The amendment, approved 260 to 111 on October 25, states that prosecutors must prove that offending parties intended to stir up religious hatred. The House of Commons, which earlier passed the bill 303 to 246, will likely consider the amended bill before the end of the year.
The terrorist attacks of September 11 prompted Tony Blair's government to propose the bill in 2001. Then-Home Secretary David Blunkett argued that Britain needed the law because Muslims do not share the same legal protection against religious hatred that Sikhs and Jews do. This first attempt failed after two contentious defeats in the House of Lords. The government faced continued opposition in the House of Lords in early 2005 and aborted a second attempt with the general election approaching.
Current Home Secretary Charles Clarke then wrote a letter of apology to every mosque in the country for failing to pass the legislation in the previous Parliament. Clarke vowed that the new Labor government would not fail a third time.
The Lords amendment changes the bill in critical ways, according to Andrea Minichiello Williams, public policy officer for the Lawyers' Christian Fellowship. The bill had targeted speech "likely to stir up religious hatred," but the amendment removed that phrase. It also nixed a vague ban on "abusive and insulting" speech. The bill will now cover only threatening conduct. Most importantly, the amendment defends free speech and evangelism.

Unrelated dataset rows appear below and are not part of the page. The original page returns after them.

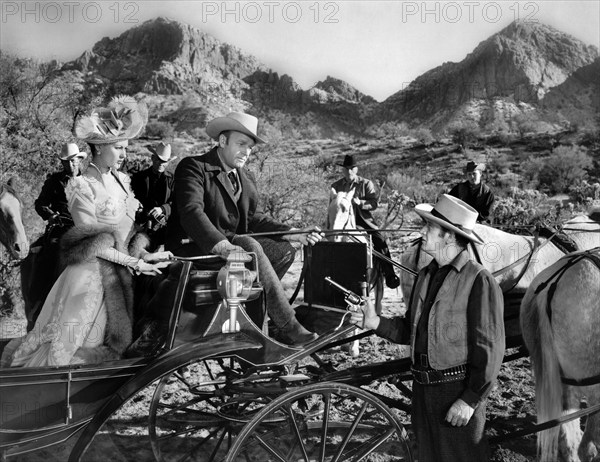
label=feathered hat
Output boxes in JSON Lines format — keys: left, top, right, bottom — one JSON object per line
{"left": 74, "top": 95, "right": 148, "bottom": 145}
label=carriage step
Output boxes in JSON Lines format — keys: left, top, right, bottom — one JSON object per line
{"left": 279, "top": 374, "right": 311, "bottom": 387}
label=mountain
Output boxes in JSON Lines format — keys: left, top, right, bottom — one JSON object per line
{"left": 63, "top": 17, "right": 375, "bottom": 137}
{"left": 376, "top": 21, "right": 598, "bottom": 129}
{"left": 61, "top": 17, "right": 598, "bottom": 137}
{"left": 64, "top": 17, "right": 264, "bottom": 100}
{"left": 542, "top": 57, "right": 600, "bottom": 127}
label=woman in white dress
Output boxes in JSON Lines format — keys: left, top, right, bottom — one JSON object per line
{"left": 4, "top": 96, "right": 171, "bottom": 367}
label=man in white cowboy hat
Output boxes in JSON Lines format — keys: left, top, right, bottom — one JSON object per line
{"left": 35, "top": 143, "right": 87, "bottom": 236}
{"left": 26, "top": 143, "right": 87, "bottom": 329}
{"left": 131, "top": 142, "right": 177, "bottom": 249}
{"left": 165, "top": 112, "right": 324, "bottom": 345}
{"left": 449, "top": 160, "right": 495, "bottom": 222}
{"left": 351, "top": 194, "right": 505, "bottom": 462}
{"left": 330, "top": 154, "right": 400, "bottom": 288}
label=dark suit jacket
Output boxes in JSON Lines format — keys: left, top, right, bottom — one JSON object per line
{"left": 35, "top": 170, "right": 73, "bottom": 221}
{"left": 165, "top": 147, "right": 290, "bottom": 255}
{"left": 130, "top": 167, "right": 174, "bottom": 220}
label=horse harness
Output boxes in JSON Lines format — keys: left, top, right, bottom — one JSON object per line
{"left": 469, "top": 227, "right": 575, "bottom": 294}
{"left": 534, "top": 247, "right": 600, "bottom": 387}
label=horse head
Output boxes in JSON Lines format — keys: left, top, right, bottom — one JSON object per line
{"left": 0, "top": 178, "right": 29, "bottom": 259}
{"left": 327, "top": 188, "right": 357, "bottom": 242}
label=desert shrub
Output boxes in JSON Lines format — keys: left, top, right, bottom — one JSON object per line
{"left": 492, "top": 187, "right": 582, "bottom": 231}
{"left": 568, "top": 180, "right": 600, "bottom": 207}
{"left": 248, "top": 143, "right": 329, "bottom": 227}
{"left": 513, "top": 112, "right": 545, "bottom": 137}
{"left": 411, "top": 127, "right": 435, "bottom": 145}
{"left": 312, "top": 150, "right": 337, "bottom": 172}
{"left": 379, "top": 190, "right": 414, "bottom": 229}
{"left": 0, "top": 54, "right": 105, "bottom": 318}
{"left": 386, "top": 169, "right": 444, "bottom": 206}
{"left": 487, "top": 131, "right": 514, "bottom": 146}
{"left": 146, "top": 120, "right": 175, "bottom": 139}
{"left": 486, "top": 150, "right": 511, "bottom": 174}
{"left": 365, "top": 122, "right": 412, "bottom": 139}
{"left": 446, "top": 119, "right": 481, "bottom": 148}
{"left": 536, "top": 145, "right": 592, "bottom": 194}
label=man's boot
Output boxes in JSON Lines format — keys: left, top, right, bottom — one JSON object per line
{"left": 277, "top": 318, "right": 318, "bottom": 345}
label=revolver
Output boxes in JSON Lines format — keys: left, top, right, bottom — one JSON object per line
{"left": 324, "top": 277, "right": 366, "bottom": 308}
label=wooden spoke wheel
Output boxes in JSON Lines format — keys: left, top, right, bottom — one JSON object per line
{"left": 225, "top": 381, "right": 413, "bottom": 462}
{"left": 148, "top": 358, "right": 273, "bottom": 462}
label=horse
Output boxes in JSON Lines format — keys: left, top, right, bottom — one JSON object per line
{"left": 0, "top": 178, "right": 29, "bottom": 260}
{"left": 398, "top": 216, "right": 600, "bottom": 344}
{"left": 520, "top": 248, "right": 600, "bottom": 462}
{"left": 400, "top": 218, "right": 599, "bottom": 294}
{"left": 327, "top": 188, "right": 385, "bottom": 357}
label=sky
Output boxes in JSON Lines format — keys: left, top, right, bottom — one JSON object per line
{"left": 1, "top": 1, "right": 599, "bottom": 101}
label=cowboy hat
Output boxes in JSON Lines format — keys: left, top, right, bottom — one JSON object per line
{"left": 58, "top": 143, "right": 87, "bottom": 161}
{"left": 415, "top": 194, "right": 483, "bottom": 244}
{"left": 464, "top": 161, "right": 485, "bottom": 172}
{"left": 74, "top": 95, "right": 148, "bottom": 145}
{"left": 338, "top": 154, "right": 358, "bottom": 168}
{"left": 149, "top": 142, "right": 177, "bottom": 163}
{"left": 206, "top": 112, "right": 266, "bottom": 144}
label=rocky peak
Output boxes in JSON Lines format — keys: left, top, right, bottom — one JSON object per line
{"left": 378, "top": 20, "right": 598, "bottom": 125}
{"left": 312, "top": 76, "right": 376, "bottom": 104}
{"left": 63, "top": 17, "right": 264, "bottom": 95}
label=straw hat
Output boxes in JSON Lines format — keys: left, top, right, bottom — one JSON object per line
{"left": 206, "top": 112, "right": 266, "bottom": 144}
{"left": 58, "top": 143, "right": 87, "bottom": 161}
{"left": 74, "top": 95, "right": 148, "bottom": 145}
{"left": 415, "top": 194, "right": 483, "bottom": 244}
{"left": 149, "top": 142, "right": 177, "bottom": 163}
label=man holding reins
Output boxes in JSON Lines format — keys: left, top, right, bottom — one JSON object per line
{"left": 331, "top": 154, "right": 400, "bottom": 288}
{"left": 166, "top": 112, "right": 323, "bottom": 345}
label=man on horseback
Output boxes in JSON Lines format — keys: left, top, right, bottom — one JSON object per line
{"left": 24, "top": 143, "right": 87, "bottom": 327}
{"left": 449, "top": 160, "right": 495, "bottom": 222}
{"left": 331, "top": 154, "right": 400, "bottom": 288}
{"left": 165, "top": 112, "right": 323, "bottom": 345}
{"left": 35, "top": 143, "right": 86, "bottom": 240}
{"left": 353, "top": 195, "right": 505, "bottom": 462}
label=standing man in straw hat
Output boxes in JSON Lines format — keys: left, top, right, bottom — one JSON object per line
{"left": 449, "top": 161, "right": 495, "bottom": 222}
{"left": 331, "top": 154, "right": 400, "bottom": 288}
{"left": 351, "top": 195, "right": 505, "bottom": 462}
{"left": 131, "top": 142, "right": 176, "bottom": 249}
{"left": 166, "top": 112, "right": 323, "bottom": 345}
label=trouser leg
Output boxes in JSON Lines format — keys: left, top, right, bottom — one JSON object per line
{"left": 232, "top": 235, "right": 296, "bottom": 327}
{"left": 412, "top": 381, "right": 490, "bottom": 462}
{"left": 253, "top": 237, "right": 296, "bottom": 280}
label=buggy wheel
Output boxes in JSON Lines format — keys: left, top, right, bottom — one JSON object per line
{"left": 148, "top": 358, "right": 271, "bottom": 462}
{"left": 225, "top": 381, "right": 413, "bottom": 462}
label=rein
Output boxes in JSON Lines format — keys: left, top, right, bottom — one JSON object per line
{"left": 492, "top": 229, "right": 564, "bottom": 293}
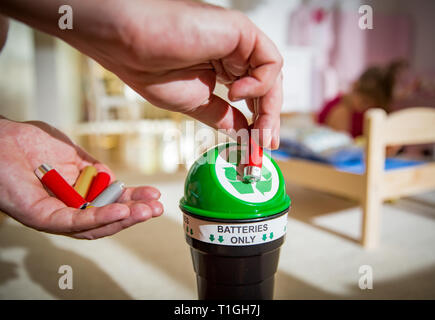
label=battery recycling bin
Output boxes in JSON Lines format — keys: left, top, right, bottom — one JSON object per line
{"left": 180, "top": 143, "right": 291, "bottom": 300}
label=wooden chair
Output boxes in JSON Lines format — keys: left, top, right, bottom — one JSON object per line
{"left": 277, "top": 107, "right": 435, "bottom": 249}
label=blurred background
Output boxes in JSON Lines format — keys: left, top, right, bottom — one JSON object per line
{"left": 0, "top": 0, "right": 434, "bottom": 299}
{"left": 1, "top": 0, "right": 435, "bottom": 173}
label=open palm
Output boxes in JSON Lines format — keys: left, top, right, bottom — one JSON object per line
{"left": 0, "top": 118, "right": 163, "bottom": 239}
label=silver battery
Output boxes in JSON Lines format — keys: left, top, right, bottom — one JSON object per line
{"left": 243, "top": 166, "right": 262, "bottom": 183}
{"left": 90, "top": 180, "right": 125, "bottom": 207}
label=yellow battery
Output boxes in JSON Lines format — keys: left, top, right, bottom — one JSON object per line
{"left": 74, "top": 166, "right": 97, "bottom": 198}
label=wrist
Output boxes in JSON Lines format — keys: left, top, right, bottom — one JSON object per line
{"left": 0, "top": 0, "right": 125, "bottom": 62}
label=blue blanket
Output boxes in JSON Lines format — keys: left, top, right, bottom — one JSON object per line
{"left": 271, "top": 149, "right": 425, "bottom": 175}
{"left": 278, "top": 138, "right": 364, "bottom": 164}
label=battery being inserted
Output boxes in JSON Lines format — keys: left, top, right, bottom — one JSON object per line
{"left": 89, "top": 180, "right": 125, "bottom": 207}
{"left": 244, "top": 134, "right": 263, "bottom": 183}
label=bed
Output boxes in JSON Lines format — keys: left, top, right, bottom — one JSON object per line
{"left": 275, "top": 107, "right": 435, "bottom": 249}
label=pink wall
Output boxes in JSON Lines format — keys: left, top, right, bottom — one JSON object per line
{"left": 286, "top": 0, "right": 434, "bottom": 111}
{"left": 331, "top": 10, "right": 411, "bottom": 91}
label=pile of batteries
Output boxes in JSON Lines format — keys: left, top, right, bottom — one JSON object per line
{"left": 35, "top": 164, "right": 124, "bottom": 209}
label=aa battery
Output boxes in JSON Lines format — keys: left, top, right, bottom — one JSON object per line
{"left": 86, "top": 171, "right": 111, "bottom": 202}
{"left": 90, "top": 180, "right": 125, "bottom": 207}
{"left": 35, "top": 164, "right": 88, "bottom": 209}
{"left": 74, "top": 166, "right": 97, "bottom": 198}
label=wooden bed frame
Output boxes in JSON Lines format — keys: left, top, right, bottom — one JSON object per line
{"left": 276, "top": 107, "right": 435, "bottom": 249}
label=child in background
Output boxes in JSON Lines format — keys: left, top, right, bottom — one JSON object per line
{"left": 317, "top": 60, "right": 407, "bottom": 138}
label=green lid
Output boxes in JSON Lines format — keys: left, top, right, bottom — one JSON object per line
{"left": 180, "top": 143, "right": 291, "bottom": 220}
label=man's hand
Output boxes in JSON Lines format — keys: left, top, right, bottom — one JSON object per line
{"left": 0, "top": 118, "right": 163, "bottom": 239}
{"left": 114, "top": 0, "right": 283, "bottom": 149}
{"left": 0, "top": 0, "right": 283, "bottom": 149}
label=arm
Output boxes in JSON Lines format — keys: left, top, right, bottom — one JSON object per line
{"left": 0, "top": 0, "right": 283, "bottom": 149}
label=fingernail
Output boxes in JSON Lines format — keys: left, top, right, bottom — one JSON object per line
{"left": 152, "top": 190, "right": 161, "bottom": 200}
{"left": 229, "top": 95, "right": 242, "bottom": 102}
{"left": 273, "top": 134, "right": 280, "bottom": 150}
{"left": 149, "top": 200, "right": 163, "bottom": 216}
{"left": 260, "top": 128, "right": 272, "bottom": 148}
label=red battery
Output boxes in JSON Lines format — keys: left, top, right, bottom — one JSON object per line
{"left": 243, "top": 129, "right": 263, "bottom": 183}
{"left": 248, "top": 134, "right": 263, "bottom": 167}
{"left": 86, "top": 171, "right": 111, "bottom": 202}
{"left": 35, "top": 164, "right": 88, "bottom": 209}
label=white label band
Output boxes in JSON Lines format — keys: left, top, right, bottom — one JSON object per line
{"left": 183, "top": 213, "right": 288, "bottom": 246}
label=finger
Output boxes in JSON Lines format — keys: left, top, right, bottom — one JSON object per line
{"left": 271, "top": 119, "right": 281, "bottom": 150}
{"left": 130, "top": 68, "right": 217, "bottom": 113}
{"left": 186, "top": 62, "right": 214, "bottom": 71}
{"left": 71, "top": 202, "right": 155, "bottom": 240}
{"left": 253, "top": 73, "right": 283, "bottom": 149}
{"left": 222, "top": 58, "right": 249, "bottom": 79}
{"left": 186, "top": 94, "right": 249, "bottom": 134}
{"left": 219, "top": 22, "right": 254, "bottom": 79}
{"left": 148, "top": 199, "right": 164, "bottom": 217}
{"left": 211, "top": 59, "right": 233, "bottom": 85}
{"left": 35, "top": 198, "right": 130, "bottom": 234}
{"left": 122, "top": 199, "right": 164, "bottom": 218}
{"left": 117, "top": 186, "right": 161, "bottom": 203}
{"left": 228, "top": 32, "right": 283, "bottom": 101}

Many Christian and non-Christian groups have resisted the earlier attempts to pass the bill. In early October, a coalition of about 2,000 people representing more than 100 Christian and secular groups gathered in Parliament Square to protest the government's proposals.
Don Horrocks, head of public affairs at the Evangelical Alliance, said pressure from conservative Christians proved significant in dealing the government this defeat. "The size of the majority shows the government that a broad spectrum hears the warnings we have been issuing for the past three years," Horrocks said.
"We now urge the government to consult with the relevant people to get the bill right, which they should have done at the start."
Government officials have hinted that they might seek compromise. But Roger Smith, head of public policy at Christian Action Research and Education, urged allies not to grow complacent. "The [government has] the majority in the House of Commons to overturn these welcome changes. Now is the time for everyone who values freedom of speech and good community relations to appeal to the good sense of members of Parliament to support these new protections."